Als das neue Wunderwerk der Technik vor zwanzig Jahren im Wiener Kaisermühlen-Tunnel installiert wurde - ging zunächst einmal gar nichts. Die als Raserschreck erhoffte Section-Control war zunächst nicht kompatibel mit dem Strafcomputer der Wiener Polizei, der noch von einer DDR-Firma gekauft worden war. Ostblock und moderne Software waren nicht füreinander bestimmt.
Außerdem hatte ein Techniker übersehen, bei dem Hightech-Gerät die Greenwich-Mean-Time auf unsere Sommerzeit umzustellen. Wochenlang gab es keine Strafen, auch weil falsche Zeiten auf den Anonymverfügungen standen.
Als diese nach Monaten Verzögerung dann zu Jahresende schließlich doch noch ausgeschickt wurden, hatte ein junger Autofahrer aus Wien gleich 25 Strafzettel auf einmal in seinem Postkasten. Das kostete ihn 3000 Euro und für einige Wochen den Führerschein.
Sein telefonisches Ansuchen auf einen Rabatt wurde jedenfalls höflich, aber bestimmt abgelehnt.
Disput um die Section-Control
Dem vorangegangenen war allerdings ein jahrelanger Streit. Oberst Franz Stockinger, legendärer Chef der Wiener Verkehrspolizei, wollte das in den Niederlanden erfundene Langstreckenradar unbedingt haben. Verkehrsminister Caspar Einem (SPÖ) und die ASFINAG fanden hingegen, dass 15 Millionen Schilling (mehr als eine Million Euro) zu viel Geld für so ein System waren. Das würde sich niemals rechnen.
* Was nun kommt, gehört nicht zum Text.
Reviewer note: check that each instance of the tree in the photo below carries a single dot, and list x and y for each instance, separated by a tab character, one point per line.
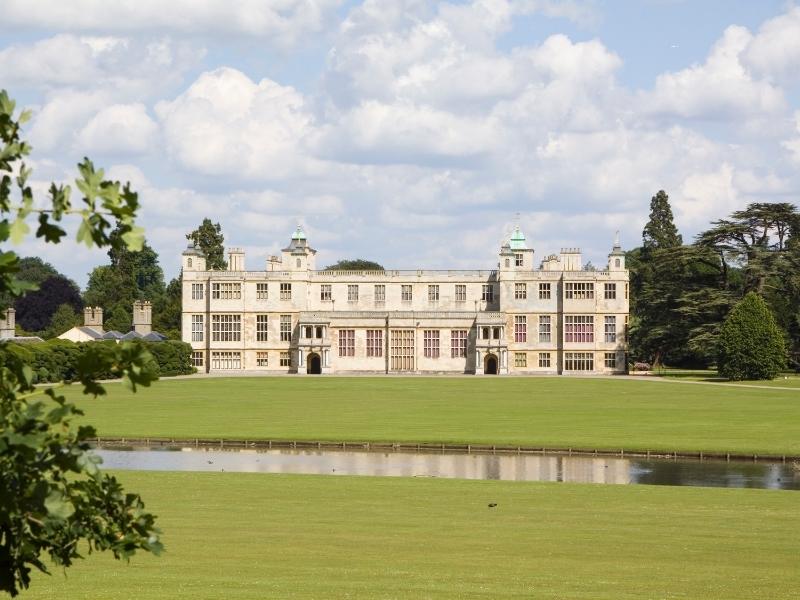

Erst als der KURIER über den Streit berichtete, gab es grünes Licht. Ein wirklicher Fan der Abschnittskontrolle wurde aber erst Hubert Gorbach (FPÖ/BZÖ). Er kündigte zahlreiche Geräte an und versprach, damit nur Baustellen und Tunnels auf Autobahnen zu überwachen. Wenig später wurde erstmals ein Gerät auf freier Strecke installiert, anschließend auch Gorbachs Tempo-160-Teststrecke auf der Tauernautobahn überwacht.
Section-Control war nicht wetterfest
Immer wieder gab es zu Beginn rechtliche, aber auch technische Probleme. Das zweite stationäre Gerät im Wechselgebiet auf der Südautobahn entpuppte sich als nicht wetterfest, nach Gewittern war es oft tagelang außer Betrieb.
Dennoch wurde die Section-Control zur Erfolgsgeschichte. Bereich nach siebzehn Monaten waren die Kosten des ersten Apparats wieder eingespielt. Kurz darauf setzte das große Vergessen bei den Autofahrern ein, im Folgejahr verfünffachte sich die Zahl der Strafen - und sank nie wieder.
Im Kaisermühlentunnel gab es nie mehr wieder einen tödlichen Verkehrsunfall, obwohl es bis heute ein Schlupfloch gibt. So schafften es Roadrunner, mit Tempo 300 durch die Röhre zu rasen. Ein ähnliches Tempo erreichten im August 2003 auch mehrere Verkehrspolizisten. Für sie war eine Nacht der Tunnel gesperrt worden, um die Anlage zu eichen. An diesem Nachtdienst gab es viel Interesse.
Viele Unfälle verhindert
Jedenfalls gingen durch das Langstreckenradar die Unfälle in den Bereichen meist um etwa 30 Prozent bis die Hälfte zurück. Die Praxis hat außerdem gezeigt, in mit Section-Control überwachten Bereichen verringert sich die durchschnittliche Geschwindigkeit bei Pkw um zehn und bei Lkw um fünfzehn Kilometer pro Stunde.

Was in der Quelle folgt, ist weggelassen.